To tackle the problem Goyal launched DataPelago in 2021 and assembled a “multi-disciplinary team” of people with expertise in system architecture, data analytics, cloud SaaS, open-source development and other technology areas.
(Goyal himself has startup experience having worked as an architecture engineer at semiconductor startup Cavium between 2005 and 2016 and CTO at data center tech company Fungible between 2016 and 2021. Before that he held software engineering and development positions at Oracle and Cisco Systems.)
DataPelago’s universal data processing engine, which is being used by some customers on a pilot/preview basis, is designed to overcome the performance, cost and scalability limitations of current-generation IT systems and meet the needs of what the company calls “the accelerated computing era.”
“Some of our customers are spending hundreds of million of dollars on these use cases, and even a $50 million savings in a year is a huge value that we bring to the customer,” Goyal said.
The startup’s universal engine was built from the ground up to support GenAI and data lakehouse analytics workloads by employing a hardware-software co-design approach, according to the company.
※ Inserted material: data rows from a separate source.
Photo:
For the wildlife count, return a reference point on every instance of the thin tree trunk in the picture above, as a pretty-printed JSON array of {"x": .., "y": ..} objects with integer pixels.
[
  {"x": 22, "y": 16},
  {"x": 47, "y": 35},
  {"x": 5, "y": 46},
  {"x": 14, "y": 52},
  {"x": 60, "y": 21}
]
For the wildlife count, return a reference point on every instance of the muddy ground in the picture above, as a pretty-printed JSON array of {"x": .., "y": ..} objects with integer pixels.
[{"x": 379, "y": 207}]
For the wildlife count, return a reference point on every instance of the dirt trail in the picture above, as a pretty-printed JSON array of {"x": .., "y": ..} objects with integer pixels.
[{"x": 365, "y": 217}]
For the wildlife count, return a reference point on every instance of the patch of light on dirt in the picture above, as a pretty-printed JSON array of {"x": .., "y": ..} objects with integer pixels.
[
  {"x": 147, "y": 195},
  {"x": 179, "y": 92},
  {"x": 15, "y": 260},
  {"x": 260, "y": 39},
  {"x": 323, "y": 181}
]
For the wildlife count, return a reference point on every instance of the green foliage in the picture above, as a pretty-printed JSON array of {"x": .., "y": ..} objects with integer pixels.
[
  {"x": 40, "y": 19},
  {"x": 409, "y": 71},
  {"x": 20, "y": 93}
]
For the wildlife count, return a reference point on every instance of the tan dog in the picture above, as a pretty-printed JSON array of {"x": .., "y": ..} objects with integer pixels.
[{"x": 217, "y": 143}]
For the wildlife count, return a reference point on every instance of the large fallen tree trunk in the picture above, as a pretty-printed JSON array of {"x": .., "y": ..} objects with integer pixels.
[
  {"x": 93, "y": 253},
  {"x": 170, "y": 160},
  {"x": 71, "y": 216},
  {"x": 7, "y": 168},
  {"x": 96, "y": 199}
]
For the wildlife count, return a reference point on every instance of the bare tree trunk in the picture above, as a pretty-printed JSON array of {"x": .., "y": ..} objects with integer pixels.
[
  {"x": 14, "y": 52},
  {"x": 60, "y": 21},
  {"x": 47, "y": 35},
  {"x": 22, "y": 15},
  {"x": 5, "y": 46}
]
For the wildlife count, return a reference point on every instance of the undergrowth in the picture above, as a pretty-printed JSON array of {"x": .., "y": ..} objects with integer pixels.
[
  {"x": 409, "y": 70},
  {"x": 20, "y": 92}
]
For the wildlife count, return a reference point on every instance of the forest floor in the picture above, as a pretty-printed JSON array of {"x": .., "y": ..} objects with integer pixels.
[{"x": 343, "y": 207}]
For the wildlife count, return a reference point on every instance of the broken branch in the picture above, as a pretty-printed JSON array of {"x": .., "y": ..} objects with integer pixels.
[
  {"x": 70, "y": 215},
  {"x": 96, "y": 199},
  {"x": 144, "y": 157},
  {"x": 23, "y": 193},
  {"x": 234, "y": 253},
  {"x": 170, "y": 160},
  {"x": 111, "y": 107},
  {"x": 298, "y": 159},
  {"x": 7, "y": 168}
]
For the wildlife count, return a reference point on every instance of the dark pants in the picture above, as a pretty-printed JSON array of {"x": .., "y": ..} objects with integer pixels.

The engine is designed to work with today’s data stacks including CPU-, GPU-, TPU- and FPGA-based hardware; data processing frameworks such as Spark, Trino and Apache Flink; multiple types of data stores; and data processing platforms such as Snowflake and data lakehouses like Databricks, Goyal said.
“We want to build an engine which can provide the benefits to all software frameworks out there,” the CEO said.
The DataPelago engine leverages several open-source technologies including Apache Gluten, Meta’s Velox, and Substrait – the latter a cross-language specification for data compute operations. The engine is built on a platform comprised of three layers: a DataVM virtual machine, a DataOS and a DataApp.
The engine processes data in the most efficient way possible based on available hardware resources and the data being processed. The result, according to the company, is a unique architecture that enables the engine to process data one to two orders of magnitude faster than traditional query engines.
DataPelago says its processing engine is uniquely suited for use cases that are resource intensive, such as analyzing billions of transactions while ensuring data freshness, supporting AI-driven models to detect threats at wire-line speeds across millions of consumer and data center endpoints, and “providing a scalable platform to facilitate the rapid deployment of training, fine-tuning and RAG inference pipelines,” according to the company’s announcement.
“When data can be extracted as quickly as it’s generated, businesses can harness insights to make better decisions and operate more efficiently,” said Lior Susan, CEO and founding partner at investor Eclipse and a DataPelago board member, in a statement. “DataPelago’s universal data processing engine represents a paradigm shift that will unlock new possibilities in the worlds of supply chains, sustainable energy, the medical field, and beyond.”
Goyal said the latest funding will be used to accelerate the company’s development operations and grow the company’s early sales and go-to-market operations, including developing a channel. The company is currently working with a channel partner overseas and expects to recruit solution providers and systems integrators as partners.